The Effect of Traditional Transportation Using Cool Box on Quality of Fresh Milk and Frozen Milk from Peternakan Sapi Terpadu Sangatta to Samarinda East Kalimantan
Arif Ismanto(1*), Fikri Ardhani(2), Marhamah Marhamah(3)
(1) Faculty of Agriculture, Mulawarman University, Samarinda, 75123, Indonesia
(2) Faculty of Agriculture, Mulawarman University, Samarinda, 75123, Indonesia
(3) Faculty of Agriculture, Mulawarman University, Samarinda, 75123, Indonesia
(*) Corresponding Author
Abstract
This study was aimed to determine the quality of milk before and after through the transportation process as far as ± 180 km for ± 4 hours from Peternakan Sapi Terpadu, North Sangata to Samarinda. This research used 2 treatments: frozen and fresh milk. Preliminary tests carried out before the transport process, while the final tests carried out after transportation including parameters of chemical composition, physical quality and organoleptic quality. Data were analyzed by statistic t-test. The results showed that the physical, chemical and organoleptic attributes (except viscosity) of frozen and fresh milk were not significantly different before and after transportation. The viscosity of frozen milk before and after transportation were 1.0212 and 1.0277 g/cm3 respectively, while on fresh milk were 1.0265 and 1.0272 g/cm3, respectively. The freezing point of milk before and after transportation was -0.445 to -0.527ºC for frozen milk and -0.480 ºC to 0.490ºC for fresh milk. Protein content before and after transportation was 2.52% to2.78% for frozen milk and from 2.78 % to 2.87% for fresh milk. The fat content before and after transportation was 6.78% to 5.04% for frozen milk and from 3.73% to 4.04% for fresh milk.
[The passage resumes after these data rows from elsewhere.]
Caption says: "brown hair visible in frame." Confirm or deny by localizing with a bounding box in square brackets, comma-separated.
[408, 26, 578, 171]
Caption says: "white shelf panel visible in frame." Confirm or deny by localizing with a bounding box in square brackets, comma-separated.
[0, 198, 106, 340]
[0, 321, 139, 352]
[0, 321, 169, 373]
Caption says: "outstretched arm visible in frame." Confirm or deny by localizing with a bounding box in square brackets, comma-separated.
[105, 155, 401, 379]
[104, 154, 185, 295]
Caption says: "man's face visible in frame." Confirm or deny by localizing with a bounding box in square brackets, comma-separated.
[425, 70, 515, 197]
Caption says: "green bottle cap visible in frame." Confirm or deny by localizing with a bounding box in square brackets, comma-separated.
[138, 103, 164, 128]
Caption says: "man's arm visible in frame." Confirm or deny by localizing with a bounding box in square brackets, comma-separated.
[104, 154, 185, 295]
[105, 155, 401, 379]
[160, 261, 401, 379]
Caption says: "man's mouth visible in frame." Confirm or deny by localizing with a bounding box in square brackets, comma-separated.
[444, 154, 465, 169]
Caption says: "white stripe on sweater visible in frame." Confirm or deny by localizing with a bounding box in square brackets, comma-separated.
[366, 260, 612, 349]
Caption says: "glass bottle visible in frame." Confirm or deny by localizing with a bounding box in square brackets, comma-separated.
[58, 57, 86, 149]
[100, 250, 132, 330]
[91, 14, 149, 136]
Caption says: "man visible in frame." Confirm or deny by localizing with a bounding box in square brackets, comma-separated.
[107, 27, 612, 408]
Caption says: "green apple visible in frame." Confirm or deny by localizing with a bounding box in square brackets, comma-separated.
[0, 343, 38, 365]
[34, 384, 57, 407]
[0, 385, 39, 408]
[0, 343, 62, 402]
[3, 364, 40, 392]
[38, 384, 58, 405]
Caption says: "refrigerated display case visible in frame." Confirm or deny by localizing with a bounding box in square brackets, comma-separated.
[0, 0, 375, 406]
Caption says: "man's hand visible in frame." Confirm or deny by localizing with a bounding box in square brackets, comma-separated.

The lactose content before and after transportation that is from 13.66% become 13.21% for frozen milk and 11.33% to 11.88% for fresh milk. The total solid content before and after transportation was 13.66 % and 13.21% for frozen milk and 11.33% to 11.88% for fresh milk. The SNF content before and after transportation was 6.88 % to 8.17 % for frozen milk and from 7.60% to 7.84% for fresh milk. It can be concluded that traditional transportation of milk from Peternakan Sapi Terpadu to Samarinda did not affect the organoleptic, physical, and chemical except viscosity of milk.